It would be great if there were more polymer clay artists’ web sites on the net. I can list a number of fine artists who are techno-adverse and shy away from the complexity and expense of maintaining a web presence.
Artspan.com seems to offer a simple, well-designed, inexpensive package. One of the local guild members recently signed up and I stumbled on it through her.
In real life I’m a webmaster so I hesitate to take work away from your local web designer. But if you want a painless and inexpensive way to get in the game, this might be just the ticket.
Polymer Clay artists are all about color and color tricks. Here’s a site that’s all about optical illusions and visual phenomena.
For this illusion, follow the movement of the rotating pink dot. You will only see one color, pink. If you stare at the black + in the center, the moving dot turns to green. Now, concentrate on the black + in the center of the picture. After a short period of time, all the pink dots will slowly disappear, and you will only see a green dot rotating.
There really is no green dot, and the pink ones really don’t disappear. We don’t always see what we think we see.
In our recent color workshop we learned the word "ombre" which the dictionary describes as "having colors or tones that shade into each other — used especially of fabrics in which the color is graduated from light to dark." Maggie wanted us to keep running our blends through the pasta machine to reach ombre.
It’s related to the word "umbra" from the Latin for shadow…think umbrella. We thought that it had to do with "hombre"….not.
So if you want to sound erudite, talk about your blend’s hombre. It’s a noun and an adjective. I’m still trying to use it properly.
What is a "Skinny Skinner" you ask? Lots of polymer artists attribute this variation on the Skinner blend to Dorothy Greynolds (shown here at a 2004 Columbus, Ohio workshop). Instead of the typical triangle blends, narrow rectangular bands of color totalling the width of the pasta rollers are laid side-by-side (look on the table in the picture).
Folding and rolling them through the pasta machine gives you a marvelous blend. In Santa Fe, Lindly and Maggie showed us how to refine and control this blend further. One trick is to keep the very light and very dark bands quite narrow, allowing stronger colors to prevail.
Light, dark and middle tone Skinny Skinners from Lindly’s palette.
A few polymer friends spent a week in Santa Fe being guinea pigs for color theorists Lindly Haunani and Maggie Maggio. Be prepared to learn heaps in their upcoming workshops.
We began with collages of our favorite colors and vaulted into color mixing, limiting ourselves to just three colors plus black and white. We then careened through value and contrast and hue and composition. We "skinny skinnered", created color relationships and considered simultaneity. All of this we did in a lovely Santa Fe setting.
It may take me a while to process and pass it on to you in bits and pieces. Check back tomorrow.
Usually the Carol Duval show aims at the polymer clay beginner and hence the tips are too elementary to be interesting. Sometimes you find something simple and elegant, however. Browse through the list of "how-to’s" in the HGTV library. Their online tips are usually well photographed and documented (click on the tip photos for larger versions).
Donna Kato’s tips are far and away the best. Donna relies on her hands and her design skill rather than gadgets. And Donna’s genius comes from her ability to synthesize a technique, boil it down to its simplest steps. Here are some of my favorites.
Since I’m completely grown and my parents are gone, there’s no one to nag me, coax me and support me except myself. Oh yes, I have a husband and children but those are different sorts of relationships.
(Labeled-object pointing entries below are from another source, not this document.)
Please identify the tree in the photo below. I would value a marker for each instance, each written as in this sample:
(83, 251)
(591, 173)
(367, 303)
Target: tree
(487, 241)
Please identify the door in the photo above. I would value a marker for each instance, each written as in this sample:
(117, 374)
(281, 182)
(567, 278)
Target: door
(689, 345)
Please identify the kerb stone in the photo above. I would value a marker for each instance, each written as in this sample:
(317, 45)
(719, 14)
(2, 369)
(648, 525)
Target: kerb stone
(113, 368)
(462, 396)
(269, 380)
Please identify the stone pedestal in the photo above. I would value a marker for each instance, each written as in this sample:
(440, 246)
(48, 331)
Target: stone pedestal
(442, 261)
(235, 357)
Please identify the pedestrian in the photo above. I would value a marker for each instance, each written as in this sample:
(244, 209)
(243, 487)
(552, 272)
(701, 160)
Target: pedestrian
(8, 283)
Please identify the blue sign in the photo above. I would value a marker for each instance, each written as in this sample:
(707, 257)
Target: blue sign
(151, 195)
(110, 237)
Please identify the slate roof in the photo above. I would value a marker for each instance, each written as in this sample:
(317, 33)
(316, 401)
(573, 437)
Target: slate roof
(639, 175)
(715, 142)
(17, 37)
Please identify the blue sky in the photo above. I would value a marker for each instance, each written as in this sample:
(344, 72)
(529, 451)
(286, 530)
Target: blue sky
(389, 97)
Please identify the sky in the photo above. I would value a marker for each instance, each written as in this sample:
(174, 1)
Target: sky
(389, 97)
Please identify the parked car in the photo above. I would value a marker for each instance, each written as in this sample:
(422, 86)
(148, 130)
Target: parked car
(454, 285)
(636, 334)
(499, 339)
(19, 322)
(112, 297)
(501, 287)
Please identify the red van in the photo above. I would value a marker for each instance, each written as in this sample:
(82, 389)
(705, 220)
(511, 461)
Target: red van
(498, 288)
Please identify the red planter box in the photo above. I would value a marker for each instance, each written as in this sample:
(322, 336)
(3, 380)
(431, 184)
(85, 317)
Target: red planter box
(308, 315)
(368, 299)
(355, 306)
Sometimes I need someone who understands me on a really basic level, who is in tune with my creative urges and artistic temperament. Who knows better what I need than me?
Hence I was glad to stumble upon this "Future Me" link which allows me to send emails to my future self. "Remember, you said you wanted to have this done by today," is a great way to keep myself on track. Today I can send the email to myself and it will be delivered when I need that prodding in another month.
There are other "to do" lists and reminder programs but none quite as clever (and free) as this. Take a look. (The heart is by Karyn Kozak.)
Marie Segal started it at Shrinemont this year. She credits/blames Judith Skinner for starting the faux drusy craze.
Druse refers to a rock surface covered with tiny crystals such as are found inside geodes. Drusy has become popular in the gem world of late.
Drusy materials slowly appeared in the work of noted gem carvers and jewelry designers and, as a result, gained space in gem and jewelry publications.
Marie’s necklace pictured here is made by extruding cord and then making lanyards…like in girl scouts. The end pieces were made separately and baked and then glittered. The lanyard is then attached to the end pieces. The clasp in the center of the flowers is made from 20 gauge wire. Marie recommends glitter from Art Glitter.